Quand il semble qu’une lutte sanglante substitue un régime à un autre, cette lutte est en réalité la consécration d’une transformation déjà plus qu’à moitié accomplie, et amène au pouvoir une catégorie d’hommes qui le possédaient déjà plus qu’à moitié. Il y a là une nécessité. Comment pourrait-il y avoir rupture de continuité dans la vie sociale, puisqu’il faut manger, se vêtir, produire et échanger, commander et obéir tous les jours, et que tout cela ne peut se faire aujourd’hui que sous des formes sensiblement semblables à celles d’hier ? C’est sous un régime en apparence stable que s’opèrent lentement des transformations dans la structure des rapports sociaux, des changements dans les attributions des diverses catégories sociales. Les luttes violentes, quand elles se produisent, et elles ne se produisent pas toujours, ne jouent que le rôle de balances ; elles donnent le pouvoir à ceux qui l’ont déjà. C’est ainsi, pour s’en tenir à ces deux exemples, que les grandes invasions ont livré l’Empire romain aux barbares, qui s’en étaient déjà emparés du dedans, et que la prise de la Bastille, avec ce qui s’en est suivi, a consolidé l’État moderne, que les rois avaient constitué, et livré le pays aux bourgeois, qui y faisaient déjà à peu près tout. Si la révolution d’Octobre, en Russie, semble avoir créé de toutes pièces du nouveau, ce n’est qu’une apparence ; elle a seulement renforcé les pouvoirs qui déjà étaient les seuls réels sous le tsarisme, la bureaucratie, la police, l’armée. Ce genre d’événements abolit les privilèges qui ne correspondent à aucune fonction effective, mais ne bouleverse pas la répartition de ces fonctions et des pouvoirs qui y sont attachés. Aujourd’hui, il pourrait bien arriver que les financiers, les spéculateurs, les actionnaires, les collectionneurs de sièges d’administrateurs, les petits commerçants, les rentiers, tous ces parasites petits et grands, soient un beau jour balayés. Cela pourrait bien aussi s’accompagner d’événements violents. Mais comment croire que ceux qui peinent en esclaves dans les usines et les mines deviendront, du coup, des citoyens dans une économie nouvelle ? D’autres qu’eux seront les bénéficiaires de l’opération.

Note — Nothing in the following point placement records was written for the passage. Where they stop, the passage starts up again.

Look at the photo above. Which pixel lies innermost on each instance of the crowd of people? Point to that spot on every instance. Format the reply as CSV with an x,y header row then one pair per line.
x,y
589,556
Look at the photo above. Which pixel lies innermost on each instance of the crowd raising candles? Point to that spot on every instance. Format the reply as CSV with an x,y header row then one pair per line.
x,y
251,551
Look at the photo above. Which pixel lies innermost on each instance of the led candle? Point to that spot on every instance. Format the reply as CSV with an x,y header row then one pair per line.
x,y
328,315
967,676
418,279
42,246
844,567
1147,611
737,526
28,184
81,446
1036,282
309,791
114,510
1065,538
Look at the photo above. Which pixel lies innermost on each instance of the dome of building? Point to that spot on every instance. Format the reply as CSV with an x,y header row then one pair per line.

Ceux qui prétendent appuyer de raisonnements, et même de raisonnements scientifiques, leur croyance en une révolution se réclament tous de Marx. Le socialisme dit scientifique créé par Marx est passé à l’état de dogme, comme d’ailleurs tous les résultats établis par la science moderne, et on accepte une fois pour toutes les conclusions sans jamais s’enquérir des méthodes et des démonstrations. On aime mieux croire que Marx a démontré la constitution future et prochaine d’une société socialiste, plutôt que de chercher dans ses œuvres si on y peut trouver même la moindre tentative de démonstration. Marx, il est vrai, analyse et démonte avec une admirable clarté le mécanisme de l’oppression capitaliste ; mais il en rend si bien compte qu’on ne peut guère se représenter comment, avec les mêmes rouages, le mécanisme pourrait un beau jour se transformer au point que l’oppression s’évanouisse progressivement…


  1. Ce texte constitue peut-être une nouvelle rédaction du début des Réflexions sur les causes de la liberté et de l’oppression sociale.